- Born: Peter John William Cockcroft
- Occupations: Petroleum geologist and researcher
- Years active: 2005-present

= Peter Cockcroft =

Peter Cockcroft is an Australian Petroleum geologist, researcher and oil industry executive.

==Early life and education==
Cockcroft graduated from University of Sydney with a bachelor's degree in geology in 1972. He then went to the United States for further studies and received certification in drilling from the University of Texas. He also holds an MBA from Edinburgh Business School.

==Career==
Since beginning work in the oil and gas sector, Cockcroft has made oil discoveries in Thailand and Philippines, was involved in oilfield developments in Indonesia.
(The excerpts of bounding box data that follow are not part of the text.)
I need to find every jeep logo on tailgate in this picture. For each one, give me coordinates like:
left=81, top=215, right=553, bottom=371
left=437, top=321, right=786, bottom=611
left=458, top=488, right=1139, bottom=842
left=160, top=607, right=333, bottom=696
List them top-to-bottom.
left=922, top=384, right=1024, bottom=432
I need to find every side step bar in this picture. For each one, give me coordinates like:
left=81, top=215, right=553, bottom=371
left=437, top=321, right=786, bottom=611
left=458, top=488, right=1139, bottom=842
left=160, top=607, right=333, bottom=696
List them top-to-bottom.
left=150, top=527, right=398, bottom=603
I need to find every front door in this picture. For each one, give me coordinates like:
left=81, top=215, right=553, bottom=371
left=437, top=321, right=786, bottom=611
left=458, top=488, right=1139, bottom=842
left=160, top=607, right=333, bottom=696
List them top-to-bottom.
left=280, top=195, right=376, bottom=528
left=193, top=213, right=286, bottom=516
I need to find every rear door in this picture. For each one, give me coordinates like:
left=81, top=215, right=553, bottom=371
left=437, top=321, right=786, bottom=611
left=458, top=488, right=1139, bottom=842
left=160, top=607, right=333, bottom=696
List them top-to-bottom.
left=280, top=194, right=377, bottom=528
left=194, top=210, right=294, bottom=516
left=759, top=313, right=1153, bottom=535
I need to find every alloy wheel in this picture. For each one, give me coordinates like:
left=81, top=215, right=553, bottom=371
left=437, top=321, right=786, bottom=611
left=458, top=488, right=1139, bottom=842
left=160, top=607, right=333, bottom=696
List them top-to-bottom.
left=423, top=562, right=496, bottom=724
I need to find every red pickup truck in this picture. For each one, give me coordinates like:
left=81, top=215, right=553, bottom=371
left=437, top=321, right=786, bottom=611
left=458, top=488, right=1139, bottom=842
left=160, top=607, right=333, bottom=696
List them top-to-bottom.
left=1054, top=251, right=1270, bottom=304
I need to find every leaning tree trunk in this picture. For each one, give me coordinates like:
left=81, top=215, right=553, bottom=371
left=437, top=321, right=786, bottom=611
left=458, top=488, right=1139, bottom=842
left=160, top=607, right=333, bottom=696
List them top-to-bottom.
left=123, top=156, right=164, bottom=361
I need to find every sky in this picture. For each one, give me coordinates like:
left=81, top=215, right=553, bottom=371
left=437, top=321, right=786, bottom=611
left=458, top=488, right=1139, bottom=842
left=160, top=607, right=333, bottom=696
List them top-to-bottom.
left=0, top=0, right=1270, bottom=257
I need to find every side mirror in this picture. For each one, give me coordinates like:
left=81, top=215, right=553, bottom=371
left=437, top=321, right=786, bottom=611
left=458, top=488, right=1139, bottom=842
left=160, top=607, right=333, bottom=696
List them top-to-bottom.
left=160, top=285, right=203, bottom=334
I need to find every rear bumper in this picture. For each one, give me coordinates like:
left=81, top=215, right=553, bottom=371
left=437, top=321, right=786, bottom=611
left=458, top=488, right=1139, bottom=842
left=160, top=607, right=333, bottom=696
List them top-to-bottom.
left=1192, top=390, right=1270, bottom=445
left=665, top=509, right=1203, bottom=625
He also undertook the development of the first combined gas field and independent power project in South East Asia.

In 1984, Cockcroft joined Pertamina, a national oil company of Indonesia where he served as an analyst on the initial LNG contracts to Korea in the early 1980s and was in charge of three different domestic gas agreements in Indonesia. He also held technical positions from development geologist to operations manager for a number of oil and gas companies including Kodeco Energy Co., Petromer Trend Corporation, Husky Energy and Asamera Oil.

In 1993, Cockcroft joined as the president of Energy Equity (Asia) where he developed Sengkang combined gas/power field (1 TCF) and power project (135MW) in South Sulawesi, Indonesia. Prior to that, he served as the president of Fletcher Challenge Philippines.
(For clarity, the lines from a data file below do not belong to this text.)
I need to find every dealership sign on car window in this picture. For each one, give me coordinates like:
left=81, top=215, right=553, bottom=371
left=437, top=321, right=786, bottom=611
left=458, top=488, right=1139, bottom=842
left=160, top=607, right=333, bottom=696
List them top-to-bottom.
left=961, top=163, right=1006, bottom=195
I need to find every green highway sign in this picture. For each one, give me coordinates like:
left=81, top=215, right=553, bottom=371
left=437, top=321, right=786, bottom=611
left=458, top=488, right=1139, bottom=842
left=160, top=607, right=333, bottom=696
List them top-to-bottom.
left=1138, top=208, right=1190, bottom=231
From 1995 to 1999, he served as the Country Manager of BHP Petroleum and has overseen activities of BHP Petroleum in Indonesia, culminating in the development of the Elang Kakatua oilfield and the Bayu-Undan gas field.

In 2002, Cockcroft was appointed as the energy advisor to the president of Timor-Leste and worked with the government on implementing energy policy until 2009. He also served as an advisor to the CEO of Premier Oil and held position of managing director of Premier & Shell Pakistan B.V. from 1999 to 2001.

From 2004 to 2007, Cockcroft served as a visiting research fellow for the Institute of South East Asian Studies and has been a chairman of the Society of Petroleum Engineers in Indonesia, Pakistan, and Singapore, vice chairman of Pakistan Petroleum Association (PPEPCA).

Cockcroft has overseen exploration and production projects in West Africa, Yemen, Australia, Indonesia, France, India and the United States being Board Directors of public companies. He was a founding director of Kuwait Energy plc, a leading private oil company in the Middle East. He served as the chairman of Baraka Petroleum from 2005 to 2007. In 2008, he joined the board of the directors of Blue Energy Limited, and served as the chairman of the company until 2012. He was also the managing director of European Gas Limited from 2010 to 2011 and served on the board of directors of NuEnergy Gas Limited, Kairiki Energy and ERC Equipoise.

Cockcroft has advised the Singapore Stock Exchange (SGX), and was on the board of advisers of Proteus Energy, a company specializing in marginal field developments in California, from 2007 to 2013.

In 2014, Cockcroft was appointed as a lecturer at Edinburgh Business School, where he taught MBA courses on the negotiation of international deals, risk management, as well as oil and gas reserves and valuation.

Cockcroft is currently living in Singapore and working as a mentor and an advisor to entrepreneurs and startup companies.

==Writings==
In 2017, Cockcroft co-authored a book titled Successful Farmins and Farmouts: For International Oil & Gas Professionals.

He has published over 30 technical papers and presented technical courses around the world in petroleum geology, marginal field development, reserves, and various commercial topics.

==Awards and recognition==
For his contribution in oil and gas industries, Cockcroft received Life Fellowship of Royal Geographical Society, Life Membership of Society of Petroleum Engineers, Life Membership of South East Asian Petroleum Exploration Society.